Czech PM enthusiastic about self-driving and electric cars
The government is looking at ways to promote new automotive technologies
The Czech government says electric and smart cars are the future. The government is promoting the spread of electric cars and also the development of industries related to smart and self-driving cars. But the country already risks falling behind.
Prime Minister Bohuslav Sobotka (ČSSD) told daily Hospodářské noviny that the government is interested in supporting the development of a testing center for autonomous driving and also for supporting innovative companies in that area. He is working with the Transport Ministry on a detailed funding proposal, which should be submitted to the Cabinet later this year.
The auto industry is the most important economic sector in the Czech Republic but the company risks being left behind in new technology. Important developments in autonomous driving are taking place in the US and Germany. The German government has already announced that it intends to support the new technology and it is working on laws to allow testing of autonomous cars on public roads to see how they perform under real driving conditions. The US is also seeing self-driving cars being tested on roads in California and Nevada, and test sites are being developed where data can be collected.

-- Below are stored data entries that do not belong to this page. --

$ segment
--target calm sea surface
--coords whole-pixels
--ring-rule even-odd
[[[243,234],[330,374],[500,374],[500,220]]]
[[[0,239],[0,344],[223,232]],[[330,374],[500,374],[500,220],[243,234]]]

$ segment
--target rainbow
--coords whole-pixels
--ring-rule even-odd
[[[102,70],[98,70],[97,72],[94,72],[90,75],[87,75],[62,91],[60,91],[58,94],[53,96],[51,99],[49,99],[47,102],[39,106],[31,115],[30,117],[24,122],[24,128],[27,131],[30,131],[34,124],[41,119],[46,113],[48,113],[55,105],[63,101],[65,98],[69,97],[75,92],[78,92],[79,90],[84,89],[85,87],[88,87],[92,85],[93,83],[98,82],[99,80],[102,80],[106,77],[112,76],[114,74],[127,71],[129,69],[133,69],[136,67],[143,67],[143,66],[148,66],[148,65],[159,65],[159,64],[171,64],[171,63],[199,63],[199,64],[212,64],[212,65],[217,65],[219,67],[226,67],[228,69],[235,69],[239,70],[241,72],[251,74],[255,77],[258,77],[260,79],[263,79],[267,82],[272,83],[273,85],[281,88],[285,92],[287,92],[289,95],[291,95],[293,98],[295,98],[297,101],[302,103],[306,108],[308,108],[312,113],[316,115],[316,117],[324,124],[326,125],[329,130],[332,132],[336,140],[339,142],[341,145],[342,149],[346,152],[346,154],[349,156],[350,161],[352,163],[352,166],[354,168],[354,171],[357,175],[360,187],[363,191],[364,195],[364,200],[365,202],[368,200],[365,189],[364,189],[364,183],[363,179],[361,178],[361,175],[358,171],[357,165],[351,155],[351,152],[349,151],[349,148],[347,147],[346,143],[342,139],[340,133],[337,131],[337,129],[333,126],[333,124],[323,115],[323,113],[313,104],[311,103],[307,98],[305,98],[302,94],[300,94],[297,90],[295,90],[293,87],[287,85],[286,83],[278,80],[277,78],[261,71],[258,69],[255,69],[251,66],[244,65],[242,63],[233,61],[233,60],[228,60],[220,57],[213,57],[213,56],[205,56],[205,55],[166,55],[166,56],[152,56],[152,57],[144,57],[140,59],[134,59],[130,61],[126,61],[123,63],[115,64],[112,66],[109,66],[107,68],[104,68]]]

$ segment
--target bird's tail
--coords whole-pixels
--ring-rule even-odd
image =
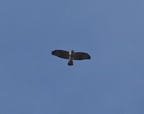
[[[73,65],[73,60],[72,60],[72,59],[69,60],[68,65],[69,65],[69,66],[72,66],[72,65]]]

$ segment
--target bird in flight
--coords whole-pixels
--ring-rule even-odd
[[[73,65],[73,60],[85,60],[85,59],[91,59],[90,55],[85,52],[74,52],[73,50],[68,52],[65,50],[54,50],[51,52],[52,55],[63,58],[63,59],[69,59],[68,65]]]

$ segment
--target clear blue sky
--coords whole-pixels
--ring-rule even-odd
[[[144,0],[1,0],[0,114],[144,114]]]

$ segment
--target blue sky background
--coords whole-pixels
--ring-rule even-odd
[[[144,1],[1,0],[0,114],[144,114]]]

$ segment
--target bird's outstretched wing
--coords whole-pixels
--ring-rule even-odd
[[[75,52],[74,60],[84,60],[84,59],[91,59],[91,57],[90,57],[90,55],[88,53]]]
[[[69,52],[64,50],[54,50],[51,52],[52,55],[55,55],[57,57],[63,58],[63,59],[69,59]]]

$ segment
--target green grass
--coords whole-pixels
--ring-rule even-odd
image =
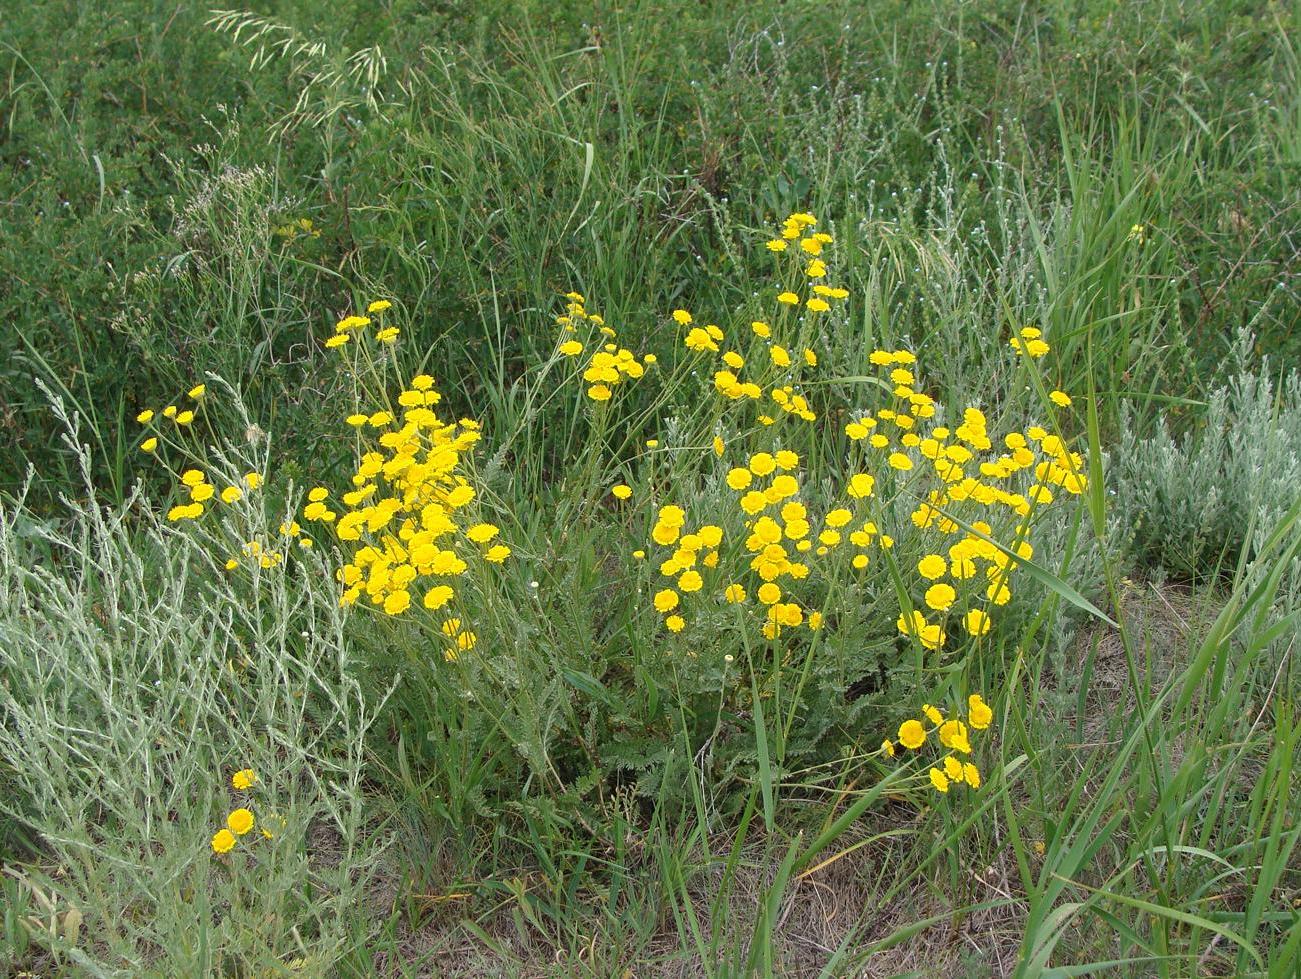
[[[953,0],[10,18],[0,961],[1294,974],[1296,20]],[[763,242],[793,211],[835,237],[850,297],[825,314],[773,302],[800,275]],[[604,407],[576,377],[597,335],[557,352],[569,290],[658,358]],[[393,348],[323,346],[377,298]],[[771,322],[817,420],[769,428],[716,394],[675,308],[765,391],[749,323]],[[1008,344],[1030,324],[1040,361]],[[953,618],[942,652],[896,627],[948,541],[910,519],[924,467],[846,436],[889,403],[878,347],[917,354],[947,424],[978,405],[996,441],[1040,424],[1081,454],[1087,490],[1035,511],[979,643]],[[420,372],[440,416],[481,423],[466,522],[512,550],[455,580],[478,636],[455,662],[419,594],[339,607],[351,545],[328,527],[276,543],[310,487],[349,488],[367,446],[343,419]],[[204,381],[194,426],[160,419],[140,453],[136,414]],[[723,476],[775,448],[799,453],[814,533],[875,475],[860,517],[894,547],[783,579],[820,631],[760,635],[745,572],[748,606],[705,602],[711,577],[666,632],[656,510],[724,528],[719,574],[741,575]],[[169,522],[192,465],[266,483]],[[1014,543],[968,504],[943,504],[961,534]],[[972,692],[994,710],[979,790],[881,754]],[[274,837],[214,855],[245,801]]]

Companies already in the Czech Republic are active in developing self-driving driving cars. The multinational firm Valeo has a research and development center in Prague in Strašnice and a test track at the former military base in Milovice. The firm is building a new facility in at the Depo Hostivař metro station and will be moving its research and testing of self-driving cars there.
The company originally developed air conditioning systems for cars, but increasingly is working on automated systems such as parking assistance and active safety systems such as lane keep assistants, autonomous emergency braking or detection of vehicles in the blind spot of rearview mirrors. In 2016 the firm had 300 engineers but will have 500 by 2018.
The transition from fossil fuel to electric cars is also going to impact on the Czech auto sector. The auto sector is under pressure to reduce emissions, and technology to create more efficient gasoline and diesel engines can only go so far. New technology such as electric engines will be needed for further reductions.
Prime Minister Sobotka says that a key issue is for more people to buy electric cars, but currently they are seen as luxury items and there is a lack of infrastructure for recharging. The government is promoting the purchase of electric cars by state agencies, but admits more needs to be done. The country plans to use EU funds to help develop a network of charging stations, and by 2020 there should be some 1,200 stations. Sobotka said this is a realistic goal.
The government is also considering some sort of incentive for people to buy electric cars, such as not having to pay value-added tax (VAT). Sobotka says that the issue still needs to be examined and currently since electric cars are so expensive it would mainly be a subsidy for wealthy people.
Carmaker Škoda and electric company ČEZ also recently announced that they would be working together to develop electric cars and infrastructure. Škoda plans to introduce a purely electric car in 2020 and estimates that by 2025 up to a quarter of its sales could be from electric cars.